INTERVIEW: Richard Stallman on 20 years of GNU
Posted on 13 Jan 2004 at 11:28
I cannot answer because that is not the way I think about the field. I focus on the obstacles we face, rather than on ranking the problems we have solved.
And the highs and lows of the last 20 years?
The adoption of the DMCA and the Mickey Mouse Copyright Act were some of the lows. The popularity of GCC in the 80s, the availability of completely free operating systems in the 90s, and increasing political support for free software in Brazil today, are some of the highs.
What are the most urgent development needs required to drive the GNU system further right now?
One vital need is for better free manuals (a free operating system should include complete free user documentation). Today users tend to use non-free manuals. A couple of publishers do publish and sell free manuals, but this practice needs to spread.
In software itself, we need a free complete Java platform, we need free software for speech recognition for dictation, and we need free 3D drivers for the common graphics chips (binary-only drivers are available gratis, but that is not free software and not adequate for living in freedom).
We need free software to play RealAudio and RealVideo and Quicktime and Windows Media Player files; these will be illegal in countries whose governments have caved in to the media companies, but they can be developed and published in countries that have not.
However, in the long term our main needs are not for specific technical developments. Those will come, sooner or later. What we need most is to block, and repeal, the laws and regulations and
measures that prohibit development of free software.

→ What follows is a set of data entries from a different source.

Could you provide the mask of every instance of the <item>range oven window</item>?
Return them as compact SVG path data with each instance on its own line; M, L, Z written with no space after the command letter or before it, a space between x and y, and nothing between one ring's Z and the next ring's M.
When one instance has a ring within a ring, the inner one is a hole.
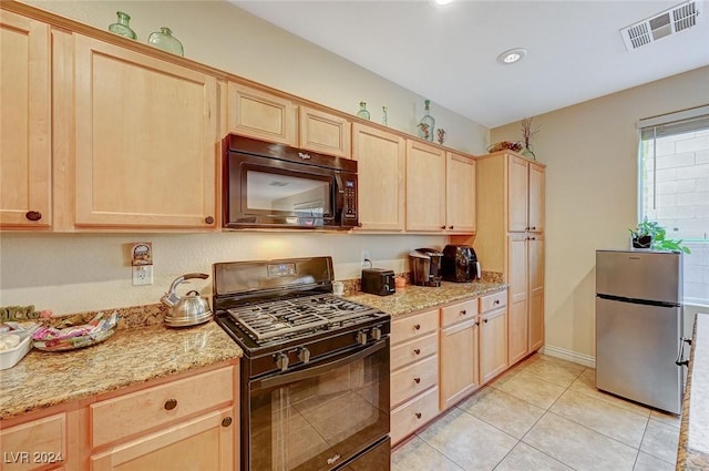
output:
M331 178L258 167L246 170L245 178L245 214L290 217L291 224L297 225L309 221L322 225L322 218L332 215Z
M364 357L350 352L328 362L331 368L277 376L273 386L251 381L249 469L330 470L386 439L389 341L380 344Z

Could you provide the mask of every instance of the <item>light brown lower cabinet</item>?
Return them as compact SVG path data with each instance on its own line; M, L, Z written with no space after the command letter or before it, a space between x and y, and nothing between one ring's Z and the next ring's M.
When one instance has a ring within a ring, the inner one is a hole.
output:
M232 408L165 428L91 457L93 471L214 470L235 465Z
M0 469L235 470L237 381L235 360L2 420Z
M438 416L439 309L391 322L391 444Z

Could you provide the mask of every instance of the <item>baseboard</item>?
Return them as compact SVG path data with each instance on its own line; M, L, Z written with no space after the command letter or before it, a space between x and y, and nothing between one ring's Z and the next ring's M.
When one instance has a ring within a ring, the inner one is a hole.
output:
M573 350L567 350L561 347L554 347L553 345L545 345L540 349L540 354L548 355L549 357L554 358L561 358L562 360L583 365L588 368L596 368L596 357L579 354Z

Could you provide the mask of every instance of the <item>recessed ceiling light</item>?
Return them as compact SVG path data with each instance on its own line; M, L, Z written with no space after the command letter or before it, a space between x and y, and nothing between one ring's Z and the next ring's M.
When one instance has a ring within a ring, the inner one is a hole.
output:
M520 62L527 54L527 50L523 48L515 48L503 52L497 55L497 62L503 65L510 65L515 62Z

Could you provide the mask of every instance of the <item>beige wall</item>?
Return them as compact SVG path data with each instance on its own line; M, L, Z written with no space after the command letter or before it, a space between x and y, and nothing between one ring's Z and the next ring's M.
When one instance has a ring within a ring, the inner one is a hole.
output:
M546 170L546 347L595 357L595 250L637 223L637 122L709 103L709 66L534 117ZM520 124L491 141L520 140ZM484 263L484 260L483 260Z
M364 100L378 122L386 104L390 126L400 131L412 133L423 115L422 96L223 1L27 3L101 29L115 21L117 10L126 11L141 42L160 27L169 27L188 59L352 114ZM435 104L432 114L449 130L446 144L483 152L485 127ZM142 240L153 243L154 284L134 287L126 246ZM210 273L213 263L228 260L331 255L337 278L356 278L361 270L360 250L370 252L374 266L402 272L408 270L410 249L444 244L443 236L402 235L2 233L0 305L33 304L69 314L153 304L174 278L189 272ZM192 287L209 293L210 280Z

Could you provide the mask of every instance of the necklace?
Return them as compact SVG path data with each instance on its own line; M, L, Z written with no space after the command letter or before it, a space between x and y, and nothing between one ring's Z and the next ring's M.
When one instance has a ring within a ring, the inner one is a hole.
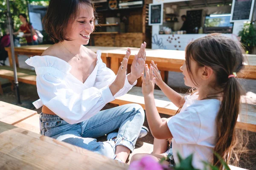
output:
M61 42L60 42L60 43L61 43L61 45L62 45L62 46L63 46L63 47L64 47L64 48L66 48L66 49L67 50L67 51L68 51L68 52L70 52L70 53L71 54L72 54L73 55L73 56L74 56L74 57L76 57L76 58L77 58L77 59L78 59L78 60L80 60L80 57L77 57L77 56L76 56L76 55L74 55L74 54L73 54L73 53L71 53L70 51L69 51L69 50L68 50L68 49L67 49L67 48L66 47L65 47L65 46L64 46L63 45L63 44L62 44L62 43Z

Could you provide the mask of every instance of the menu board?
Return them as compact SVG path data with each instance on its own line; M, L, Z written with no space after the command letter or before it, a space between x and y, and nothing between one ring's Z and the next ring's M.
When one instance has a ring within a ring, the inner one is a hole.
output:
M233 0L230 22L250 21L255 0Z
M149 4L149 25L163 24L163 3Z

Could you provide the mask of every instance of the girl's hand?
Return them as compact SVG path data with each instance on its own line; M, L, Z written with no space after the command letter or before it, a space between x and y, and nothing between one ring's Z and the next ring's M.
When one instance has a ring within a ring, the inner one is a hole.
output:
M145 67L145 74L144 76L143 73L141 74L142 77L142 93L144 96L153 95L154 88L154 82L153 75L153 67L150 67L150 69L148 69L148 65L146 64Z
M118 69L116 79L109 86L109 88L113 96L122 89L125 85L125 82L126 78L127 63L128 63L128 59L130 54L130 52L128 51L126 51L126 54L123 59L121 65Z
M145 42L143 44L141 44L138 54L135 54L131 64L131 74L135 78L135 79L139 78L141 75L141 73L144 71L146 61L145 49L146 45L147 43Z
M160 74L158 68L157 68L157 64L155 64L154 61L151 60L151 63L150 63L150 68L151 67L153 67L153 73L154 77L154 82L157 85L159 86L163 82L163 81L162 79L162 77L161 76L161 74Z

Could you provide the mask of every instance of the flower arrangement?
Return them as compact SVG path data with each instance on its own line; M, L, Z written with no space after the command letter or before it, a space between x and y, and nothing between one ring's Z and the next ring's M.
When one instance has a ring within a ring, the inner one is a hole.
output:
M217 153L215 153L220 160L225 170L230 170L227 164L222 159L221 156ZM169 167L166 165L161 164L163 160L158 162L152 157L146 156L140 161L136 161L132 162L130 165L128 170L202 170L196 169L192 165L193 155L191 154L187 158L183 159L178 153L178 158L179 164L176 164L174 167ZM204 169L212 170L218 170L217 167L215 167L208 162L203 162L205 165ZM208 169L207 169L208 168Z

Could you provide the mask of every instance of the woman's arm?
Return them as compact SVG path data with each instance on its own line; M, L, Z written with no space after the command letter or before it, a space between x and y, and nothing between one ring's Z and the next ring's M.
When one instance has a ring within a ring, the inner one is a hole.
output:
M155 77L155 82L157 85L175 106L179 108L182 107L185 103L184 97L173 90L163 81L157 65L154 64L153 61L151 61L150 65L151 68L152 67L153 68L154 76Z

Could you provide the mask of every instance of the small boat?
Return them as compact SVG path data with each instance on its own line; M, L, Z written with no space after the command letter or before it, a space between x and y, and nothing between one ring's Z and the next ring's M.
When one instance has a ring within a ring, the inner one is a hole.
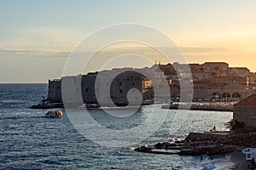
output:
M61 118L63 114L61 110L50 110L45 114L45 116L48 118Z

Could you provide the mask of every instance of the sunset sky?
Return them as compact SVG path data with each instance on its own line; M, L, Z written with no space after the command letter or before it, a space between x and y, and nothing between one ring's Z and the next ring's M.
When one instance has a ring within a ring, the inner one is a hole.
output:
M255 0L3 0L0 82L60 78L77 43L96 30L119 23L162 31L189 63L224 61L254 72L255 7Z

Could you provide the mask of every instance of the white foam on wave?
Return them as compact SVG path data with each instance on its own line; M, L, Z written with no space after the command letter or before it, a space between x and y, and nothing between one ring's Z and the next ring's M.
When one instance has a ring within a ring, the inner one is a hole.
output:
M230 158L231 155L230 154L213 159L204 156L201 165L205 170L225 170L236 166L235 163L230 162Z

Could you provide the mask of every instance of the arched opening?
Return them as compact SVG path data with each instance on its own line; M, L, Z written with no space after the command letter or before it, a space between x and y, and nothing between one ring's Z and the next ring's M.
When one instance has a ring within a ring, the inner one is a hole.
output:
M221 99L221 94L218 94L218 92L215 92L212 95L212 100L213 101L219 101Z
M222 94L222 100L228 101L228 100L230 100L230 97L231 97L231 94L230 93L224 93Z

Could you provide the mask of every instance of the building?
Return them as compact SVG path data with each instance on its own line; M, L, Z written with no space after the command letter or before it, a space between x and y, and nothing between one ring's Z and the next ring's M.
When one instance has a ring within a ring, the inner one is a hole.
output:
M245 130L256 130L256 94L238 102L233 108L233 120L243 122Z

Right now the FCC in the US is considering a proposal to prohibit free software from receiving digital video transmissions. See www.publicknowledge.org. That would be the first ever specific prohibition on free software for a specific job. But there are already laws which have that effect.
The US already has the DMCA and software patents. The EU already has the EUCD, which has an effect similar to the DMCA. Additional laws, even worse, are now being proposed.
And how do you think the actions of SCO and the campaigns of Microsoft will impact on the adoption of GNU/Linux systems?
In the long term, I think SCO will have little effect. It seems unlikely they have any valid claims against Linux, the kernel of the GNU/Linux system, but even if they did have some, our community would persevere and solve the problem.
What's your vision for the GNU system 20 years from now?
My vision for 20 years from now is that all published software, aside from what is embedded in ROM in appliances that can't load new software or talk to any other devices, is free software. No one should ever be told, 'You can have this attractive software, but you cannot see what it does, change it, or redistribute copies to others.' The freedom to do these things is a human right that must never be denied.
How dangerous a threat is the abuse of notions of ownership, patents and copyrights to development for the software industry?
Copyright and patents are two very different laws; they have little in common except that both are conceived, in the US and UK, as artificial encouragements for conduct that serves the public interest. Properly and thoughfully, they ought to be judged in terms of their effectiveness at achieving the public benefits that are sought, and in terms of whether the burden they place on society is acceptable.